L’impact sur le conflit en Ukraine est déjà perceptible et majoritairement défavorable à Kyiv. La flambée des prix de l’énergie (pétrole et gaz) génère des revenus supplémentaires substantiels pour la Russie, renforçant sa capacité à financer sa guerre d’agression. Parallèlement, un engagement prolongé des États-Unis au Moyen-Orient risque de détourner des ressources militaires critiques : les stocks de munitions de précision et surtout les missiles de défense antiaérienne (notamment Patriot) sont fortement sollicités en Iran et dans le Golfe, ce qui pourrait réduire les livraisons à l’Ukraine et affaiblir ses défenses contre les frappes russes massives. Des analystes soulignent également que l’attention diplomatique et stratégique de Washington, ainsi que celle de certains alliés européens, se déplace vers le Moyen-Orient, diminuant potentiellement l’urgence perçue du soutien à l’Ukraine. Si la production de drones Shahed iraniens, désormais largement localisée en Russie, reste peu affectée à court terme, un effondrement ou une désorganisation durable du régime iranien pourrait, à plus long terme, compliquer les approvisionnements russes en composants dual-use. À court et moyen terme, cependant, le conflit iranien renforce paradoxalement la position de Moscou en Ukraine.

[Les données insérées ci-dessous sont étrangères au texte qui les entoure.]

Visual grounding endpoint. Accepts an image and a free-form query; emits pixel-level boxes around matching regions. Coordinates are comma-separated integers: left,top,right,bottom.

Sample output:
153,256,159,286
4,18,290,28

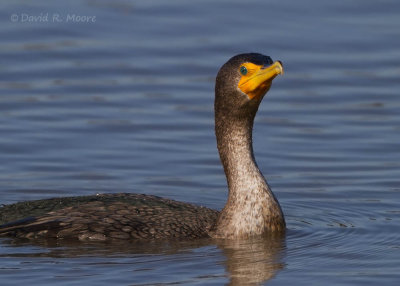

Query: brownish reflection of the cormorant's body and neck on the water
0,234,285,285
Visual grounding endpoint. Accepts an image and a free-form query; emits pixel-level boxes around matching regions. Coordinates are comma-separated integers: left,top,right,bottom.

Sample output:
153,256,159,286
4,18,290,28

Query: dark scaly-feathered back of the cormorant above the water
0,194,218,241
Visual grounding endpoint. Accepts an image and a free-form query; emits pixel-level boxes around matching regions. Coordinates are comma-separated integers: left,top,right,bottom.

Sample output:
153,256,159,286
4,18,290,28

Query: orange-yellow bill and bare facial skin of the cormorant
238,61,283,100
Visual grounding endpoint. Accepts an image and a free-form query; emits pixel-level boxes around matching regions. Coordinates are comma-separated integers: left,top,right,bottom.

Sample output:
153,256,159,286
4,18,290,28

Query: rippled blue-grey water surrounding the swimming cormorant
0,0,400,285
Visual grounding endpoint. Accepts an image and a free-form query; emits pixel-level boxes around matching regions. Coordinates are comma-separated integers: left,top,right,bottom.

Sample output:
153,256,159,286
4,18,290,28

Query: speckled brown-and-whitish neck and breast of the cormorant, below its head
214,113,285,238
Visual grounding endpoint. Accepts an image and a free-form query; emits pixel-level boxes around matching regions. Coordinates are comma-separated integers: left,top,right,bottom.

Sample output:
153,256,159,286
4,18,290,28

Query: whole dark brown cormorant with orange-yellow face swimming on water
0,53,286,241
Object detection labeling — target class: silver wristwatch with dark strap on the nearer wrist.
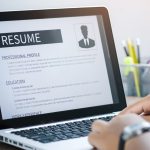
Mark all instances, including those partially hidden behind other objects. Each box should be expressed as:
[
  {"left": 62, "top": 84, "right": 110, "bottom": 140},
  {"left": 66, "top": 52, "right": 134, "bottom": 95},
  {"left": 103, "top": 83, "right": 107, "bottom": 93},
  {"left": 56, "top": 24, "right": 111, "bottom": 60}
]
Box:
[{"left": 119, "top": 121, "right": 150, "bottom": 150}]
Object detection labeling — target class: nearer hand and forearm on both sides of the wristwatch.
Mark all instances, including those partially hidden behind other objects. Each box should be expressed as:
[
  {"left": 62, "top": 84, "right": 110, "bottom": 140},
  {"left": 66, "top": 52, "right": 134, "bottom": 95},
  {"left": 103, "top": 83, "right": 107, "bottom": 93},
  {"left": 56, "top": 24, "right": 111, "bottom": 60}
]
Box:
[{"left": 88, "top": 114, "right": 150, "bottom": 150}]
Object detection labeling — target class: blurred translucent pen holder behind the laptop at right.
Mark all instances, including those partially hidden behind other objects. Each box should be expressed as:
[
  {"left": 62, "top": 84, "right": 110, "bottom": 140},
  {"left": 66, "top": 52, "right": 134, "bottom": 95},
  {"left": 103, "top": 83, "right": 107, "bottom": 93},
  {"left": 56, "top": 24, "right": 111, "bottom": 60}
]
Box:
[{"left": 120, "top": 64, "right": 150, "bottom": 97}]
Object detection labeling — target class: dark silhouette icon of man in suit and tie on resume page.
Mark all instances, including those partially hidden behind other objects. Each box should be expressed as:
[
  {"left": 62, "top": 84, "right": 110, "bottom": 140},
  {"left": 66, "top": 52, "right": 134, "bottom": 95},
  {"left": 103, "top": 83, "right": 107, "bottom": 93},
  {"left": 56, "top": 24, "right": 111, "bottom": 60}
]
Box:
[{"left": 78, "top": 25, "right": 95, "bottom": 48}]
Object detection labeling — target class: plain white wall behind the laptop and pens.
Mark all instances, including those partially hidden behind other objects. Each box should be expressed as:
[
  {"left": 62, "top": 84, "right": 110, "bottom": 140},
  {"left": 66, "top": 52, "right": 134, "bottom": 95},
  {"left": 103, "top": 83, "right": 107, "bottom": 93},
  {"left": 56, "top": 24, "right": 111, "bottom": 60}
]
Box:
[{"left": 0, "top": 0, "right": 150, "bottom": 62}]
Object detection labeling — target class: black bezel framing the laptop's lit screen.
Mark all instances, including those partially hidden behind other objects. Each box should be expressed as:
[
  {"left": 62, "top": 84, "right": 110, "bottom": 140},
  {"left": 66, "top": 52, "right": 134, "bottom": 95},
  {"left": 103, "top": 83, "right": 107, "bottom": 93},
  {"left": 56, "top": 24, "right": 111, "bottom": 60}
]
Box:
[{"left": 0, "top": 7, "right": 126, "bottom": 129}]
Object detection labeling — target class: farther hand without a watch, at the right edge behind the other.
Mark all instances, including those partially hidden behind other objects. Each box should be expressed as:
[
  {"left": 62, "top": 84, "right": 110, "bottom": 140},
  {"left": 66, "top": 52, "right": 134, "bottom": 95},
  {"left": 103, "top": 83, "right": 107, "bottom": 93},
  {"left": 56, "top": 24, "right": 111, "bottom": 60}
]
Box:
[{"left": 119, "top": 95, "right": 150, "bottom": 115}]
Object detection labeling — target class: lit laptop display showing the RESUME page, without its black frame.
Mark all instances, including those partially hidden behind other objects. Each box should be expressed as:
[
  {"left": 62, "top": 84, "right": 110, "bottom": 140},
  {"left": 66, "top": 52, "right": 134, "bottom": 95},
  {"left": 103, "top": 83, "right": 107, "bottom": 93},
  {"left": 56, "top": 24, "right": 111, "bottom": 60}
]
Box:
[{"left": 0, "top": 8, "right": 126, "bottom": 125}]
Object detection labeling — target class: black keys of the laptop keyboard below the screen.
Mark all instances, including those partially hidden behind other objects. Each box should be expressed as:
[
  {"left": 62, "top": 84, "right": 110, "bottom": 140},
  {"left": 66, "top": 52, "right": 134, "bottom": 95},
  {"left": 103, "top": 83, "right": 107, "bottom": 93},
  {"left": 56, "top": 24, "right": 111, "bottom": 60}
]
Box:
[{"left": 11, "top": 116, "right": 114, "bottom": 143}]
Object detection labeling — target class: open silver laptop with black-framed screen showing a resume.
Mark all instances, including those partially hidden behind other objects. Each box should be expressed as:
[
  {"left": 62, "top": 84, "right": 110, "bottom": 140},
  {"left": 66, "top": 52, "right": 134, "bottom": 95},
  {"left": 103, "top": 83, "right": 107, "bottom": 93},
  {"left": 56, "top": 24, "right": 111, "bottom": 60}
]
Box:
[{"left": 0, "top": 7, "right": 126, "bottom": 150}]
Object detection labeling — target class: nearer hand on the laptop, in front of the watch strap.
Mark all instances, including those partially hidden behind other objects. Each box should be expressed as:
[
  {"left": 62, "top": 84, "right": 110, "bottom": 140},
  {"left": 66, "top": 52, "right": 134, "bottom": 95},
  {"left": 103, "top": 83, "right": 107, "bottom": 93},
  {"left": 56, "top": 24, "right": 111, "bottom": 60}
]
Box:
[{"left": 88, "top": 114, "right": 144, "bottom": 150}]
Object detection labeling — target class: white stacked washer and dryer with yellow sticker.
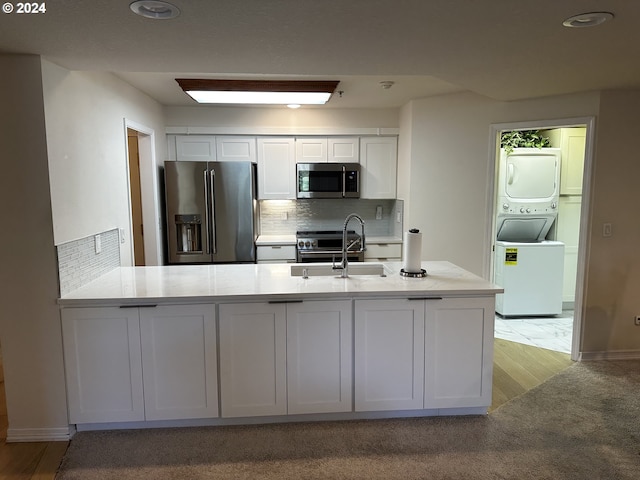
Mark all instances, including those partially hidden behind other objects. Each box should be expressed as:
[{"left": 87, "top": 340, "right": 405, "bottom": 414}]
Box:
[{"left": 494, "top": 148, "right": 564, "bottom": 317}]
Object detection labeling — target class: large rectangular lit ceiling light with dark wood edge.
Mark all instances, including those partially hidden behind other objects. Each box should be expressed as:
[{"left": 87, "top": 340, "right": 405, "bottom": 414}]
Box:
[{"left": 176, "top": 78, "right": 340, "bottom": 105}]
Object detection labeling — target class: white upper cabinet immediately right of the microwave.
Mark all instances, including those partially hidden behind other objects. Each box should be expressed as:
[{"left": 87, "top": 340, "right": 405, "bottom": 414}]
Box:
[{"left": 360, "top": 137, "right": 398, "bottom": 198}]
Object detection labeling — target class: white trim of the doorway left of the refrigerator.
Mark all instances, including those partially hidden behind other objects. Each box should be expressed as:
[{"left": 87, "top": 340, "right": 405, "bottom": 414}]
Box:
[{"left": 124, "top": 117, "right": 162, "bottom": 265}]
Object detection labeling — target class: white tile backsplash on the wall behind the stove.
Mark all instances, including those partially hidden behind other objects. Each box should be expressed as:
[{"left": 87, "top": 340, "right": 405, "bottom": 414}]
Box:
[{"left": 260, "top": 199, "right": 403, "bottom": 236}]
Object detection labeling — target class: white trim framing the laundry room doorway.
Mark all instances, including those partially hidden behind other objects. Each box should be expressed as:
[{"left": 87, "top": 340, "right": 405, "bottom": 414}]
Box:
[{"left": 485, "top": 116, "right": 596, "bottom": 361}]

À ce stade (début mars 2026), aucune issue rapide n’apparaît probable ni au Moyen-Orient ni en Europe de l’Est. Les opérations militaires se poursuivent, avec des frappes élargies sur des institutions politiques et sécuritaires iraniennes, tandis que les marchés mondiaux restent sous tension et que le risque d’escalade régionale persiste. Une résolution diplomatique, évoquée par certaines déclarations américaines, demeure hypothétique tant que les objectifs militaires ne sont pas atteints ou que les coûts ne deviennent insoutenables pour les parties impliquées.

Références principales :

• The Economic Times (2026). « Is a recession coming? Why global stock markets are crashing right now as more than $3.2 trillion in market value evaporates… amid the US-Israel-Iran war ».

• Al Jazeera (2026). « How Russia could benefit from the US-Israeli war on Iran ».

• Euronews (2026). « Why the Middle East crisis will have a ‘negligible’ impact on the war in Ukraine ».

• Euromaidan Press (2026). « Washington walked into a quagmire in Iran. That’s bad news for Ukraine ».

• Understanding War / Institute for the Study of War (mises à jour quotidiennes sur le conflit, mars 2026).

• Déclarations du gouverneur de la Banque centrale d’Israël (rapports médiatiques, 2025-2026, ajustés au contexte actuel).

• Wikipédia et Reuters sur la crise du détroit d’Ormuz (2026).